Brookfield, IL - When Brookfield resident Nancy Gebhardt travels to Israel this summer, it won't be her first time in the country.
For about eight years, when she was in her 20s, Gebhardt lived and worked on kibbutzim – Israeli communal settlements – in the Jordan Valley and in the Sinai Peninsula.
She is now associate director of the Jewish Studies program at the University of Illinois at Chicago. This summer she will visit Israel as a participant in Brandeis University's Summer Institute on Israel Studies.
The program was founded in 2004 by Brandeis professors Sylvia Fuks Fried and Ilan Troen, and this year will include 20 participants from colleges and universities throughout the U.S. and the world. Participants will attend seminars on Brandeis' Waltham, Mass., campus from Wednesday, June 13, to Wednesday, June 27, taught by faculty members who are world-renowned experts in various aspects of Israeli studies.
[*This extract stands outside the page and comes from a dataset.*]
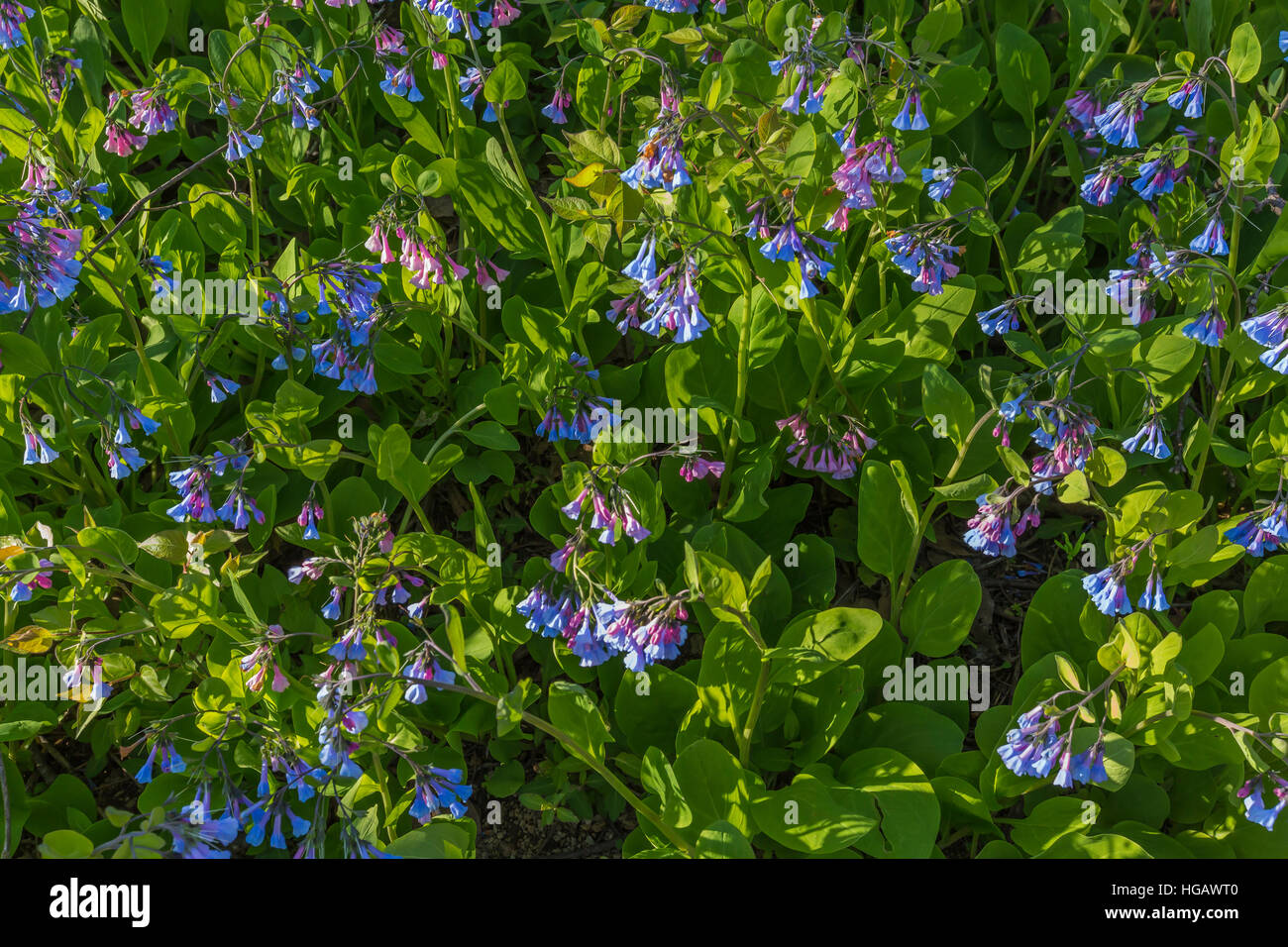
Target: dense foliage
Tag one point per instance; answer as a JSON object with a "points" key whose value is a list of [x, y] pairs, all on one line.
{"points": [[764, 428]]}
They will then travel to Israel from Friday, June 29, through Thursday, July 5.
The program is designed to help give American academics the background needed to teach the history and culture of Israel in a rigorous way.
"I have dual citizenship. I made Aliyah, I immigrated to Israel and I have Israeli citizenship," Gebhardt said. "But I didn't have much real background in the history of the state, or Zionism, or even the religion, really, so I wanted a deeper knowledge."
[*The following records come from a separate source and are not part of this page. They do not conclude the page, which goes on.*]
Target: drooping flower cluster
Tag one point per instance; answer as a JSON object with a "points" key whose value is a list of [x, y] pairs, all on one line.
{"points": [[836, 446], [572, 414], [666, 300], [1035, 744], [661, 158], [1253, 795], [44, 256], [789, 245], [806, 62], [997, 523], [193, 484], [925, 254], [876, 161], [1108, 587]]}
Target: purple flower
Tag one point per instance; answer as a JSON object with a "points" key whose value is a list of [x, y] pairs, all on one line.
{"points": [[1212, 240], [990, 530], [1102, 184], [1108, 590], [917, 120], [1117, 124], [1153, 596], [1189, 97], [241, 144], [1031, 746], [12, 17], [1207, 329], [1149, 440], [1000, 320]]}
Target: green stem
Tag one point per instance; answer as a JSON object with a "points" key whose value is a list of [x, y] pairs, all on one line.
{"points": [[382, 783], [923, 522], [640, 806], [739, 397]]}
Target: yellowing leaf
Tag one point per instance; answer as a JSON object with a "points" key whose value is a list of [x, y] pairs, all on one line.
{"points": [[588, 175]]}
That desire for deeper knowledge led her to become involved with the growing Jewish Studies program at UIC. The program offers only a minor, but Gebhardt and program director Dagmar Lorenz are working to create a Jewish Studies major.
A desire for deeper understanding of Israel also prompted Gebhardt to apply for the Brandeis program.
"It has scholars in every area of Israel studies: The politics, the religious aspects of the country, the historical aspects of the country, the conflict aspects, the peace process. Every aspect of Israel is covered in this program," she said.
Professor Troen said the program is designed to help bolster the study of Israel at universities.
"It's trying to make up for a shortfall in people who are able to teach Israel responsibly," Troen said in a telephone interview from his home in Omer, a suburb of Beersheba in southern Israel. "By responsibly, I don't mean teaching one side or the other, but teaching it like you would any other academic discipline."
He said an understanding of Israel is crucial to understanding many of the ongoing conflicts in the Middle East.
"The worst situation is when you have ignorance together with malice," he said. "Professors can't do very much about malice. They can do a great deal about ignorance."
During their week in Israel, the program participants will tour historical sites, attend concerts and meet artists, public figures, journalists and everyday people.
In the end, each participant will create a syllabus for a course on Israel, which will be shared with all the other participants.
For Gebhardt, the week in Israel at the end of the institute will be a return to a place that has been an important part of her life for 30 years.
After high school, a number of factors prevented her from pursuing a college education. She was on a bicycle trip in Europe with a former boyfriend who had just finished college when they decided to travel to Israel almost on a whim.
"It was in September and it was a very cold winter. It kept snowing as we were riding south," Gebhardt said. "We started out in Luxembourg, rode through Germany, rode through France. We took a train over the Alps, but as we rode south in Italy, it kept snowing and snowing.
"We weren't prepared for that, and somebody mentioned the fact that the flights to Israel were cheap," she said.
Her boyfriend had family there, so they decided to go to wait until the weather got warmer.
Gebhardt ended up staying. She learned Hebrew through a program on a kibbutz and worked in the children's house, helping care for the children of the settlers while they worked in the fields.
She stayed in Israel for about eight years, making occasional trips home to visit, before returning to the U.S. for good in 1983. After her return, she eventually went on to earn a bachelor's degree in English from Roosevelt University and a master's in English from UIC.
She has made a few trips to Israel since moving home, and said she is looking forward to going again after attending the seminars at Brandeis.
"It's always more interesting when you go someplace with a deeper knowledge of it," Gebhardt said. "I look with wiser eyes then I did when I lived there in my 20s."